The future of Formosa under its present benevolent paternal government looks bright, indeed. Never before has the island, so beautiful to the eye, enjoyed such a degree of prosperity. […]”

The astonishing pictures and vivid description really brings back that sense of nostalgia, back in the days when Formosa seemed to be so pure and innocent—a far cry from the noise, pollution and politics of modern Taiwan. Written in that dry, humourous, sometimes condescending, but nonetheless elegant style characteristic of a ‘Lonely Planet’ guide from so many decades ago. A time when “gay” meant something else.
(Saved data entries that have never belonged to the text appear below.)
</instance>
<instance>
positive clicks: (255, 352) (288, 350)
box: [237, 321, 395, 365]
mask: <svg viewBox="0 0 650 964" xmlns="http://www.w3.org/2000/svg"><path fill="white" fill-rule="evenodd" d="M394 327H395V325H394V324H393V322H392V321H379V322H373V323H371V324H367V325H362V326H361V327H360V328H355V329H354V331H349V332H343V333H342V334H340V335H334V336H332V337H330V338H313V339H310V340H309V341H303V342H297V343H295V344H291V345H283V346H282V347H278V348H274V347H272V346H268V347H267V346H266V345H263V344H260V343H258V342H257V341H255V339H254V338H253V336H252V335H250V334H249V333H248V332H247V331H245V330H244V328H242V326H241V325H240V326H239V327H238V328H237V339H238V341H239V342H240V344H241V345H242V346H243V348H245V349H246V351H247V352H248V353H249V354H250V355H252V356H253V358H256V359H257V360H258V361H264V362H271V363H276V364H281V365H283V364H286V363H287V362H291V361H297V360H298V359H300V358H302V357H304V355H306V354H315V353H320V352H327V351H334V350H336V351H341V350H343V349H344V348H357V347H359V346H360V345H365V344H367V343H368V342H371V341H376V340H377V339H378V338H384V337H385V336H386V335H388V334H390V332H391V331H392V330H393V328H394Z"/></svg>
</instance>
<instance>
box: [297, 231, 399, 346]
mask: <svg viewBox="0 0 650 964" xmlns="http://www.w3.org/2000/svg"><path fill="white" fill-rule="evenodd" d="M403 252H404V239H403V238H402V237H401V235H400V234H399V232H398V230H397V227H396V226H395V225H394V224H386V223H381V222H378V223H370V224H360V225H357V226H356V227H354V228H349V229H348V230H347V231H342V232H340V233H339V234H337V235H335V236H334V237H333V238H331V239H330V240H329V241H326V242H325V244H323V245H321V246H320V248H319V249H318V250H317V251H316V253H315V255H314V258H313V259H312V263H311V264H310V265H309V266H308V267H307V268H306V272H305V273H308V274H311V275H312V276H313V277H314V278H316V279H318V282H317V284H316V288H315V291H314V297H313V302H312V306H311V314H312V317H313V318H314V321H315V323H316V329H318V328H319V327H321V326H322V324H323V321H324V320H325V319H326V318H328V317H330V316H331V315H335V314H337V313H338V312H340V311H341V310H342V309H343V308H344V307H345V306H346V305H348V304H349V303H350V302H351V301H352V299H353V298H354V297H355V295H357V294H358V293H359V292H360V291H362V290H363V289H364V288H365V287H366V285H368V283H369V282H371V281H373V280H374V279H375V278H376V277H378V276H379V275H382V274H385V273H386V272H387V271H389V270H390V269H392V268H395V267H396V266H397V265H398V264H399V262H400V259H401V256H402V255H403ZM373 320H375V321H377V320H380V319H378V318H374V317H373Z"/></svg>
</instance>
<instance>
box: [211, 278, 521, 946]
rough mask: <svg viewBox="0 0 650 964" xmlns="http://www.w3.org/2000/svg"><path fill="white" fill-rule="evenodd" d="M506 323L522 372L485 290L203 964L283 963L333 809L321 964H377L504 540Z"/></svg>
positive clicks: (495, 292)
I got this link from “A view from Taiwan”, a wonderfully written and maintained blog by an American professor living in Taiwan. A must-visit for news and insight on daily life and background on the island.

· Mixed Parentage
And because of Taiwan’s unique mix of populations, histories and cultures, it is currently straddling between non-existence and silent admiration in the eyes of the international community. A look at Taiwan’s ‘orphan’ status through classic literature:

“Much else has changed since Wu [Zhuoliu]wrote ‘Orphan of Asia. Taiwan today governs itself, and its population is well-educated and forward-thinking. […] Although Taiwan has embraced modernity as presented by the Western world, however, the Western world has not yet embraced Taiwan, and so it lingers unrecognized even by many countries sympathetic to its government system and appreciative of its role in global trade.

Is Taiwan today the orphan described by Wu Zhuoliu or simply the child of diverse parents? It is a question of perspective, and though the problem of Taiwan's international status might seem insoluble at present, the Taiwanese are freer than ever before to shape a national identity of their choosing.